Cooks, clerks, and surplus ground crew from the US Army Air Force (the US Air Force was part of the US Army until 1947) were rounded up and sent into the line as infantry replacements. Support formation commanders who were ordered to produce a certain number of infantry replacements sent their misfits and jail birds. Men in rear echelons convicted of various offenses short of capital crimes were offered service in the infantry instead of imprisonment. Although most of the German Luftwaffe had been shot out of the sky, the US Army still deployed 198 anti-aircraft battalions. Finally the absurdity of that was noticed and 52 battalions were broken up, producing 38,000 infantry replacements.
Few of these replacements had received substantive infantry training and there wasn’t time to train them. Because the US Army was short of men, it could not pull formations out of the front line for rest, refit, and the training and absorption of replacements. In order to bring decimated units back up to strength, individual replacements were sent.
Those unfortunates were led at night to a foxhole by a corporal or a sergeant. The replacements did not know anyone, did not know their officers or NCOs, did not know where they were, and did not know where the enemy was. It’s hard to imagine a lonelier feeling. Many did not even know how to fire a rifle and many were usually killed or wounded the first day. If one of these men survived for a week or two, he would find himself one of the few veterans and probably be made an NCO. That’s how high the casualty rate was. Many units suffered losses of 150% meaning that all the original men in the formation had been killed or wounded and half the of the new men used to bring the unit back to strength were also killed or wounded. This might happen in a few weeks.

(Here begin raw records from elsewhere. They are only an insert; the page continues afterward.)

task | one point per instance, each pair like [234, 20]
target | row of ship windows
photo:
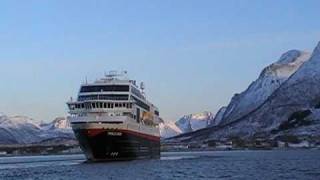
[101, 105]
[114, 97]
[99, 88]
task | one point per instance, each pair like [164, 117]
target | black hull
[116, 145]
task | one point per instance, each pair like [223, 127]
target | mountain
[169, 130]
[269, 80]
[193, 122]
[282, 104]
[24, 130]
[185, 124]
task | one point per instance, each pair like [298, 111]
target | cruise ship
[113, 120]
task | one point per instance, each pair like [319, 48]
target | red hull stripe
[94, 132]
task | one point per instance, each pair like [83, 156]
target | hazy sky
[192, 55]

In the Hürtgen Forest hot food was a luxury seldom seen by front line troops. Men lived for weeks at a time on canned rations – constipation being a side effect relieved only by bouts of diarrhea the men suffered because of bad water, fear, sodden food, dirt, and disease. Soldiers went weeks at a time without any hot water available for bathing, washing uniforms, or shaving. Consequently, they simply wore the same damp and dirty underwear and undershirts, sweaters, field jackets, and heavy pants. They stank. They got skin rashes. Hot coffee was a luxury. There was hardly enough potable water available to drink much less brush one’s teeth. Personal sanitation was impossible.

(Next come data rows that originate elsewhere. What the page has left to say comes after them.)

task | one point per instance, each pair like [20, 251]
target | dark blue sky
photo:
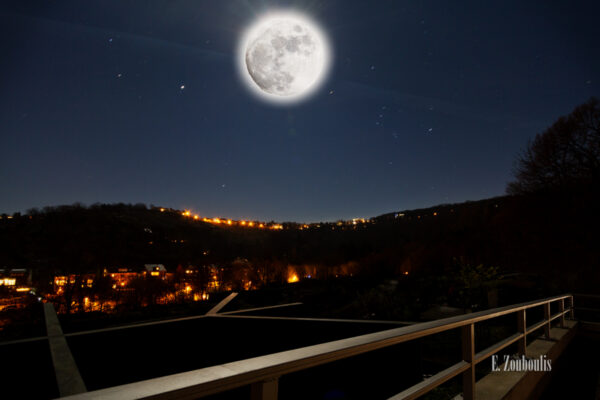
[431, 102]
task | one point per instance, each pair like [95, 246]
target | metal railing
[263, 372]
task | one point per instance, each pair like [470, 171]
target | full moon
[283, 57]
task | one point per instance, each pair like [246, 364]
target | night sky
[141, 101]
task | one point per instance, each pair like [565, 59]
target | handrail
[263, 372]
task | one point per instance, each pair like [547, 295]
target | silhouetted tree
[566, 155]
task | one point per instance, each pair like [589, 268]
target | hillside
[550, 235]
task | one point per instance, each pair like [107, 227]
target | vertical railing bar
[561, 309]
[468, 353]
[572, 307]
[264, 390]
[522, 328]
[547, 319]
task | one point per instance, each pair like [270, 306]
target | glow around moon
[283, 57]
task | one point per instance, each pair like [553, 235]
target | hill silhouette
[554, 235]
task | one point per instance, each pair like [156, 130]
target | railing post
[561, 309]
[572, 308]
[522, 328]
[547, 319]
[265, 390]
[468, 350]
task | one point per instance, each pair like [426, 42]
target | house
[155, 271]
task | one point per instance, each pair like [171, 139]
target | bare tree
[566, 155]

What is even hard to understand is the US Army’s constant neglect of the well being of front line US infantry in World War Two. What I have described isn’t isolated. It was the norm and is recounted in memoir after memoir. In the Hürtgen Forest campaign, critical items were in short supply and never issued to the troops including the most important of all: US Army winter boots which the army referred to as ‘shoepacs’. Curiously, almost all rear echelon units had these boots.
These were lace up boots made from rubber lowers and greased leather uppers. Boots made by L.L. Bean and sold by them for decades look exactly alike winter boots issued by the US Army. The regular leather boots the men wore were not waterproof so their feet were always wet. Foxholes usually had water in them. There were thousands of cases of trench foot which occurs from prolonged immersion in water. Symptoms included numbness in the feet, swelling, blisters, open sores, and fungal infections. If left untreated, gangrene sets in and part or all of the foot must be amputated.

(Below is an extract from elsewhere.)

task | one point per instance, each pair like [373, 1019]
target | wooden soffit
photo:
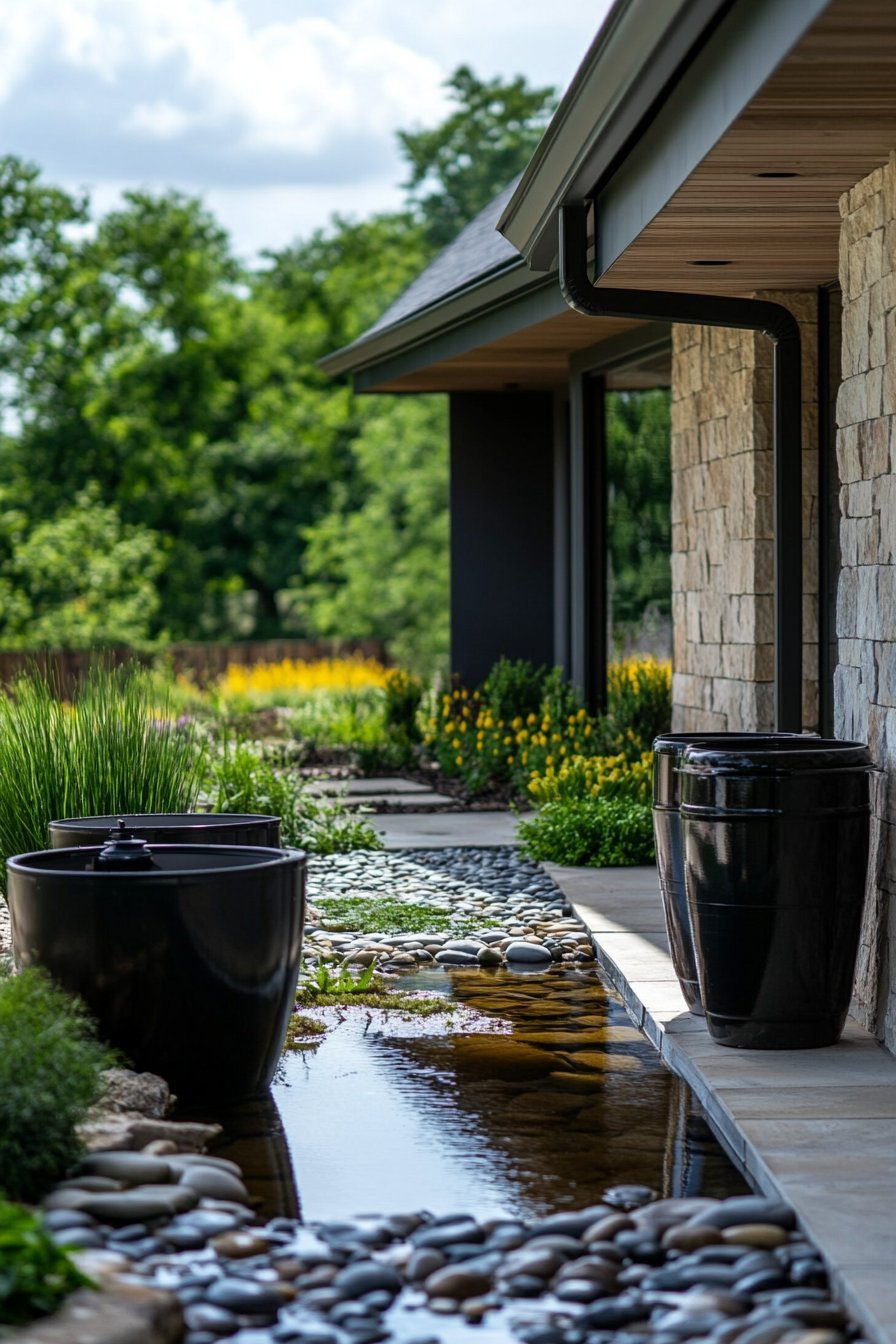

In Hürtgen Forest the men lived in the open, exposed to the elements. GIs did not have all weather sleeping bags, just blankets. Their main protection against the elements were wool overcoats which became so heavy when wet, the men threw them away and just shivered in their regular field jackets. Almost no one was ever dry because of the constant rain or snow. Men would march for miles for their jump off position for an attack and they would be soaked with perspiration. Upon reaching their objective, they often had to dig in and wait for night to pass. Their uniforms would freeze to them.